Assignment: Design and administer a survey, and use an office-style productivity application to create a presentation of the results.
Reflection: This module encouraged us to think beyond traditional uses of office-style productivity applications and apply them in a real-world scenario. I have been using Google Docs for years, but never thought of it as a full-featured Office Productivity Application. I generally just use Excel for spreadsheets, Word for word processing, and PowerPoint for presentations. But with this project I decided to do the entire thing in Google Docs and see what happened. I created a form using a Google Spreadsheet, then posted that form on Facebook and Twitter, and was thoroughly surprised to get more than 50 responses in just 12 hours! This kind of process would just not be possible in Microsoft Office.
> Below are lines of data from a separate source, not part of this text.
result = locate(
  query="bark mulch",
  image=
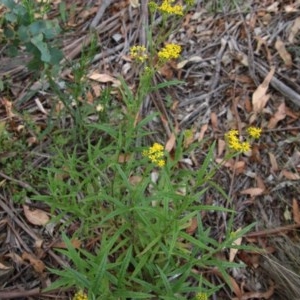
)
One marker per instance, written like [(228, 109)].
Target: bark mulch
[(241, 65)]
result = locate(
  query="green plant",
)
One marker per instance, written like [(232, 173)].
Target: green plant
[(21, 27), (134, 200)]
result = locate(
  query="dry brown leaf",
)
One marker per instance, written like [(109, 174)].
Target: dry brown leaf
[(37, 264), (253, 192), (290, 175), (135, 180), (193, 226), (260, 96), (170, 143), (296, 211), (278, 116), (234, 251), (237, 166), (273, 161), (256, 295), (36, 216), (234, 286), (135, 3), (104, 78), (62, 245), (202, 132), (8, 107), (214, 121), (167, 71), (260, 182), (284, 54), (123, 158), (221, 146), (294, 30), (17, 259)]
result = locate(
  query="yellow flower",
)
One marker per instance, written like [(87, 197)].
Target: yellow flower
[(152, 6), (156, 154), (234, 143), (190, 2), (201, 296), (254, 132), (167, 8), (80, 295), (139, 53), (245, 147), (170, 51)]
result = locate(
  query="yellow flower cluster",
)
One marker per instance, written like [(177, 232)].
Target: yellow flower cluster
[(170, 51), (156, 154), (80, 295), (167, 8), (139, 53), (201, 296), (234, 142), (190, 2), (254, 132)]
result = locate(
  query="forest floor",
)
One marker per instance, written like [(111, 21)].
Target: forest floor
[(241, 67)]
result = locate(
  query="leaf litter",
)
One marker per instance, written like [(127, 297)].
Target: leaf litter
[(230, 58)]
I then used Google Docs to compile the results of each question, create charts showing relationships, and publish everything to a presentation using Google Docs as well. I can imagine myriad possibilities for using Google Docs in a classroom, as well as a professional setting. It would be very easy for students to use Google Docs for nearly all of their schoolwork, and since most students have internet access they would no longer need to search for flash drives or email documents to themselves. There are a few caveats, though: Google Docs work best in Google Chrome, and some institutions tend to prefer browsers like Firefox or Explorer. There are also privacy concerns regarding Google’s ownership of your data, and these might be tricky waters to navigate in a corporate setting with intellectual property issues. Overall though, I don’t see any significant reason that Google Docs could not function as the primary Office Productivity application for most individuals.
Standards Addressed: TL-II Planning and Designing Learning Environments and Experiences. Educational technology leaders plan, design, and model effective learning environments and multiple experiences supported by technology.